Assuming $L$ to be a semisimple Lie algebra and $I$ an arbitrary ideal of $L$, define
$$I^\perp = \{x\in L \mid \kappa(x,y) =0 \text{ for }y\in I\},$$
where $\kappa$ is the Killing-form. I'd like to show that $L=I\oplus I^\perp$.
First one can show that $I^\perp$ is an ideal (follows directly from the associativity of $\kappa$). The next step is, I think, to deduce from Cartan's criterion that the ideal $I\cap I^\perp$ of $L$ is solvable and zero. Together with the fact that $\mathrm{dim}I + \mathrm{dim}I^\perp = \mathrm{dim}L$, we then have $L=I\oplus I^\perp.$
My problem here is that I don't really understand how exactly one applies Cartan's criterion here and why from the solvability we can directly deduce that the intersection is zero.
Cartan's criterion for solvability (applied to this setting) is:
The Lie algebra $I$ is solvable if and only if its Killing form $\kappa|_{I\times I}$ satisfies $\kappa(X,Y)=0$ for all $X\in I$ and $Y\in [II]$.

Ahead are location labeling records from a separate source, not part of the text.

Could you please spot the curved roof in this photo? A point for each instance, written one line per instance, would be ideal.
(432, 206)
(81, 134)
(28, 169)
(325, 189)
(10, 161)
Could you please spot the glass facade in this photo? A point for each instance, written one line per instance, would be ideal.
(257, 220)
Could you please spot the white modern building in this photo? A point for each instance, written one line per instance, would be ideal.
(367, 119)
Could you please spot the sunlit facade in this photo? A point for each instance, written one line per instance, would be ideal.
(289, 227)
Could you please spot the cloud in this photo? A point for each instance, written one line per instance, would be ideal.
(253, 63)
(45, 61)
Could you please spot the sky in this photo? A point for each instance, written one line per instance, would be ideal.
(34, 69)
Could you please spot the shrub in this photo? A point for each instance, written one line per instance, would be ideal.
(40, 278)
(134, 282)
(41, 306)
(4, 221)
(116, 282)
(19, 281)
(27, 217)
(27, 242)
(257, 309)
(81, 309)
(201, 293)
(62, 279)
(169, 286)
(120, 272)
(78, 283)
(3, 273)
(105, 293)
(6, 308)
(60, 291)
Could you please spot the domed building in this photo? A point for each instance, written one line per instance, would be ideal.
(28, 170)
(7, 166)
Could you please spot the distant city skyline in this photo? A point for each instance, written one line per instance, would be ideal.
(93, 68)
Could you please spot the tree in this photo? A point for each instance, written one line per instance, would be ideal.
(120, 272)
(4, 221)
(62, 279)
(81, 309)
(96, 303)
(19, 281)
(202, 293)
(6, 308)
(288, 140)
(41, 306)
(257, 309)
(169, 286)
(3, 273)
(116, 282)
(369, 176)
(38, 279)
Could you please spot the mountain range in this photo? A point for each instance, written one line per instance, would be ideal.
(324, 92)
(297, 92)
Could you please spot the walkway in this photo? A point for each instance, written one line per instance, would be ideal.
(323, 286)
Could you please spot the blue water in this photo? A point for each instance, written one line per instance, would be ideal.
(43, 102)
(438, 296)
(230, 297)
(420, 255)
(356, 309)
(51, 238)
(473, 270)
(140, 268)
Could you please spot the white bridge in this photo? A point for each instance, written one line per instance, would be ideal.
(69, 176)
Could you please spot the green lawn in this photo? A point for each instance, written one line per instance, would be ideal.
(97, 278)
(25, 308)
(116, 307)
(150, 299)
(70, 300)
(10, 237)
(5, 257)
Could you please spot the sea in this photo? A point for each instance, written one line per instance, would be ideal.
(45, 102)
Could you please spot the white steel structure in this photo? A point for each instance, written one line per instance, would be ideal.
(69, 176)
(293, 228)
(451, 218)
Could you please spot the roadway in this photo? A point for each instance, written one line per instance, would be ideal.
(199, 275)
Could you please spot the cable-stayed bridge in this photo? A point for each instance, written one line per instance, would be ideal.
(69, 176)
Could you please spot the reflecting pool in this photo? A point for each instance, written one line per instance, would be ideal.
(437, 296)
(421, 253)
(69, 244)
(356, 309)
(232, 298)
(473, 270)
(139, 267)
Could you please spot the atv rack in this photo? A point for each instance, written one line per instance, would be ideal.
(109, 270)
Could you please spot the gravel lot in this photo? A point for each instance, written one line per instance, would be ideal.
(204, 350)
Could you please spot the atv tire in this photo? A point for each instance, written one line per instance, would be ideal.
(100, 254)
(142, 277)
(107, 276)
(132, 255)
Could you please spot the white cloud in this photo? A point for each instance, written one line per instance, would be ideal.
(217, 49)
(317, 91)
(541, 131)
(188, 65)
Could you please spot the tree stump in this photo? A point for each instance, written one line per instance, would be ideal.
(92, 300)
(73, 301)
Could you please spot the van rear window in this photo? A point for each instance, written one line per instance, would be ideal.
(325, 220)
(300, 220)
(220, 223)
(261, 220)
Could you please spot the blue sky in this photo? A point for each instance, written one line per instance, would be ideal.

How exactly can we deduce from this that $I\cap I^\perp$ is solvable and zero?
Note: This question came up when reading Theorem 5.2 in Humphreys' book.
Best Answer
Let $x\in I, y\in I^{\perp}$, and $k$ the killing form, we have $k(x,y)=0$. Let $z$ be any element of $L$, we have $k([x,y],z)+k([z,x],y)+k([y,z],x)=0$.
Since $I, I^{\perp}$ are ideals, we deduce that $[z,x]\in I$ and $k([z,x],y)=0$ since $y\in I^{\perp}$. $[y,z]\in I^{\perp}$ and $k([y,z],x)=0$ since $x\in I$.
This implies that $k([x,y],z)=0$ since $k$ is not degenerated, we deduce that $[x,y]=0$.
We have $[I\cap I^{\perp},I\cap I^{\perp}]\subset [I,I^{\perp}]=0$ implies that $I\cap I^{perp}$ is commutative and zero.